Only a few miles from the Drake Well Museum is the remains of a remarkable oil boom town that went bust in less than two years of existence. Pithole, Pennsylvania was initially farm land before oil was pumped out of Drake’s Well. With the discovery of a process to extract petroleum from the ground at large quantities, the boom was on and towns popped up throughout Pennsylvania. Most wells were dug on flat land near creeks such as oil creek and the Allegheny, presuming that—as the Drake Well was dug by oil creek—petroleum was best found near water. Yet, as oil prospecting progressed, so did the scope of their exploration.
It was still considered a bit of a risk when, in January 1864, Isaiah Frazier leased 35 acres of land from the local farmer, Thomas Holmden. Along with James Faulkner Jr., Frederick W. Jones, and J. Nelson Tappan, Frazier formed the United States Petroleum Company. On January 7, 1865, the Frazier well hit oil. By May, the farm was purchased and the streets of the city-to-be were laid out. By July, the population is estimated to have reached at least 2,000 and 20,000 by Christmas. Rooming houses, luxury hotels, saloons, a theater, and three churches were built.
Transporting oil from the wells was a particularly difficult process out of Pithole. Teamsters charged exorbitantly high prices to move the oil. The horses on these teams were so poorly treated that their life expectancy was only a few months—fueling a horse shortage. Tired of the teamsters price manipulations, Samuel Van Sykle installed the worlds first oil pipeline. This two inch in diameter pipeline transported oil across the 5.5 miles from Pithole to oil creek at a rate of 81 barrels of oil per hour.
Yet, while innovation and ambition powered Pithole’s ascent, a financial panic, series of fires, and better prospects elsewhere lead to an equally stunning decline. The population plummeted back down to 2,000 by December 1866. Buildings were either, sold, moved, or abandoned. The US Census of 1880 recorded the population at 237.
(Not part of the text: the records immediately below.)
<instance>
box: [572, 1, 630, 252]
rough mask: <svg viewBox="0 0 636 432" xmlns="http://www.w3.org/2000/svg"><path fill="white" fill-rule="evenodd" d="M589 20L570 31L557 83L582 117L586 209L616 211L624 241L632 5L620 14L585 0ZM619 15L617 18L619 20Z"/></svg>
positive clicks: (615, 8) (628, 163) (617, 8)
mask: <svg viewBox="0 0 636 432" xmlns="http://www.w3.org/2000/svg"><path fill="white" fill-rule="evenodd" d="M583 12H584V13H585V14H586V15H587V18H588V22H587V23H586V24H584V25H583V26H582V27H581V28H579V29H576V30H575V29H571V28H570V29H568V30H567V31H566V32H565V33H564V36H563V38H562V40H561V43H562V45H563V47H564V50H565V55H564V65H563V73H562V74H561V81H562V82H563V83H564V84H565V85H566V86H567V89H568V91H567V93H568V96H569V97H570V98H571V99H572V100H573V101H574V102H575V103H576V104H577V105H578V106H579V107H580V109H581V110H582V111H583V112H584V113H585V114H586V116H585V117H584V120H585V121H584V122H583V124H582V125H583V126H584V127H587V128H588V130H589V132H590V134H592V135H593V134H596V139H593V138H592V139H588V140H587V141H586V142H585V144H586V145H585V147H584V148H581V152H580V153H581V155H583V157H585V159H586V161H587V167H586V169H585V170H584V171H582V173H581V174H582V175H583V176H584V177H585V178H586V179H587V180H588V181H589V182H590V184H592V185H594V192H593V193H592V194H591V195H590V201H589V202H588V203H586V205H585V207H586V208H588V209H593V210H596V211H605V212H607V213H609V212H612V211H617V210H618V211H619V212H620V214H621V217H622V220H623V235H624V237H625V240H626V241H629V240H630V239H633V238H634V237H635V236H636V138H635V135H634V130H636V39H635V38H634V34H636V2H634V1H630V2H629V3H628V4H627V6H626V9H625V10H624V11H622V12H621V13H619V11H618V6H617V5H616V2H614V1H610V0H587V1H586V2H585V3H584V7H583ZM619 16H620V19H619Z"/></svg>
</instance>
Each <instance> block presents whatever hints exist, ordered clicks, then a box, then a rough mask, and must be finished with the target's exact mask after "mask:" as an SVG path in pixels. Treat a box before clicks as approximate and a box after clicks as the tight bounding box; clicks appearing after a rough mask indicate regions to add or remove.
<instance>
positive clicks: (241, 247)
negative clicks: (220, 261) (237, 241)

Barely anything remains of Pithole. Visitors can travel trails of mowed grass marking the historic road ways past a few remaining foundations and read plaques marking locations of past buildings. For a better sense of what was, swing by the visitors center, erected in 1972. Along with a short informational film about the history of Pithole, visitors can see artifacts collected from an archeological dig in the former town as well as an artist’s scale diorama of the original town.